Madre segunda princesa. Madre sola: sola. La culpa de todas las madres, tu mirada (el odio más oscuro se rumia por la ventana del fregadero). Y mis brazos no te alcanzan. Y tu abrazo no me cubre. Y tú no puedes con el mundo Elvia: no quieres. Elvia madre. Madre angustia. Elvia ausente de sí. Sentir marea. Pensar duele. Mejor huir en la risa, en el llanto, en el grito. O en la alfombra mágica de un pequeño pasaporte blanco o azul de diez miligramos y una receta falsa de un médico falso con remedios falsos -pero piadosos-. Madre reina del kitsch. Madre niña. Madre frágil. Amorosa madre. Madre sola: sola.

Parkinsoneanos IX

No cantará el grillo la quietud ligera del verano.


Nadie me contará la historia de la pequeña China

enterrada debajo de mis pasos cortos y curiosos.


Con quién contemplaré la lluvia y su hipnótico estallido

sobre las baldosas del porche de la casona vieja.


Qué tierra me llevará de vuelta a la sangre, a la carne

común, a la espiral del tiempo, al día inadvertido.


He visto descender tu cuerpo hacia la boca de Dios.

He visto el brillo de tu nombre en el mármol y el granito.


No cantaremos el arrullo de la higuera y su sombra.

No cantará el grillo la quietud ligera del verano.


(Soy esta hora amarga en que contemplo la muerte).

Parkinsoneanos I

Vaivén de músculos tu cuerpo

flecha de norte a sur

atravesada

nadie que conozca la belleza

podría decir que es repulsivo

el torpe desplazamiento de tus pasos

el involuntario movimiento

la rigidez extrema


Otra era la música

- y cantaba.

Declaración.

Declaro que este acecho inaugura tu rostro cada noche.

Que mi pecho se acongoja con el recuerdo brasa de tu pelo.

Que me detengo en tu mentón a contemplar el mundo.
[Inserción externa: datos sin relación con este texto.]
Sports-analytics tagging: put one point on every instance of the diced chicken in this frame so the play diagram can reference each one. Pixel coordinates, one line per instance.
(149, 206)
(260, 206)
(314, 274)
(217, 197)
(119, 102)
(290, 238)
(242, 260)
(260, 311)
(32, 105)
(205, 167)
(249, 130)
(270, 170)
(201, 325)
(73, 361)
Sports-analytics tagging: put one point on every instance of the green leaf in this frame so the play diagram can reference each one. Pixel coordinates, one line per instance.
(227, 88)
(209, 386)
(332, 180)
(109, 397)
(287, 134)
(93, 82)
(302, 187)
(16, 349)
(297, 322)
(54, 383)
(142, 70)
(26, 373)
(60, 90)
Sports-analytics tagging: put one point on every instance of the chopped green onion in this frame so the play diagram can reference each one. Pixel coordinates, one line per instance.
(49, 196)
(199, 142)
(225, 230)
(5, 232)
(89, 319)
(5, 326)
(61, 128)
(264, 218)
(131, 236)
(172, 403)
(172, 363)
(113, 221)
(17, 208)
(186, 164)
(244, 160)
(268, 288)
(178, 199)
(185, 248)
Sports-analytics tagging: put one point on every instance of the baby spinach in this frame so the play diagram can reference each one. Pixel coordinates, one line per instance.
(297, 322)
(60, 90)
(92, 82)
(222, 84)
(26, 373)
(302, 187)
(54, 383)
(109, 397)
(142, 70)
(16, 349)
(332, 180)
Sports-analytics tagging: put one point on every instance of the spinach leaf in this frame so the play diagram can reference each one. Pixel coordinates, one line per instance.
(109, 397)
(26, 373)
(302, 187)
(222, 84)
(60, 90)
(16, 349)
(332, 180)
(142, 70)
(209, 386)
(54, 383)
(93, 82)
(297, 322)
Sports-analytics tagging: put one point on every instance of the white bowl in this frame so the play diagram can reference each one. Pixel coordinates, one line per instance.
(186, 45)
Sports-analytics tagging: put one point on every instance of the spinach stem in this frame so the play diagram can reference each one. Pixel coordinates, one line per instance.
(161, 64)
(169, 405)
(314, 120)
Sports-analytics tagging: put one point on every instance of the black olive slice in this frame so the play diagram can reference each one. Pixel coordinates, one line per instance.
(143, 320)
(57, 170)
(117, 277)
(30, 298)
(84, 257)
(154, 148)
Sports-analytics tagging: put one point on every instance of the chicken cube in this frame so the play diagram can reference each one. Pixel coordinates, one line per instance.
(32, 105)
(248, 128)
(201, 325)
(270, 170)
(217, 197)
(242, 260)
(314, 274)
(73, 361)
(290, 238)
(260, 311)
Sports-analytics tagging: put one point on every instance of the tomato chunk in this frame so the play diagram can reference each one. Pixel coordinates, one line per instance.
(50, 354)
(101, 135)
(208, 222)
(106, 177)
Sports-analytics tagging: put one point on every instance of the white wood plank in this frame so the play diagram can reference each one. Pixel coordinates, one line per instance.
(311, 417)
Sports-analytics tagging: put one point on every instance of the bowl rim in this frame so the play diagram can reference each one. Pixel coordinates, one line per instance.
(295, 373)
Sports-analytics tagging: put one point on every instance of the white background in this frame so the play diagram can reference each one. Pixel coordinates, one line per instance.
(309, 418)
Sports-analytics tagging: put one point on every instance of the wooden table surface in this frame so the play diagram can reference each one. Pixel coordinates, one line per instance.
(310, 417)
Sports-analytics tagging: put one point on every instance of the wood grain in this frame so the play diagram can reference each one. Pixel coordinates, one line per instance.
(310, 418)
Que mi piel toda te nombra y tiemblo y desfallezco.


Declaro que en tus ojos me habito: Cirio. Luciérnaga. Bengala.

Que eres mío y consiento amarte desde el corazón más anhelante.

Que estas palabras no alcanzan (sólo la hoja en blanco).

Que no sé cómo salvarme de aquello que deslumbra.


Declaro que tu cuerpo es un mapa tatuado en estas únicas manos.

Que eres lengua y carne, delgada sangre que dibuja el deseo.

Que eres himno que asciende como llanto de hombre.

Que en tu espalda se anticipan con asombro todas mis intenciones.


Declaro que renuncio irrevocablemente a la tiranía del silencio.

Que mi voluntad está sometida al alumbramiento del tiempo.

Que mi boca es calendario que aguarda la hora justa del beso.

Que tengo sed y tu nombre llueve entre mis piernas.


Declaro que estas palabras quieren ser el tacto de las cosas nombradas.

Declaro que me hice al mar y naufragué en el miedo.

Declaro que he de volver si hay otro día.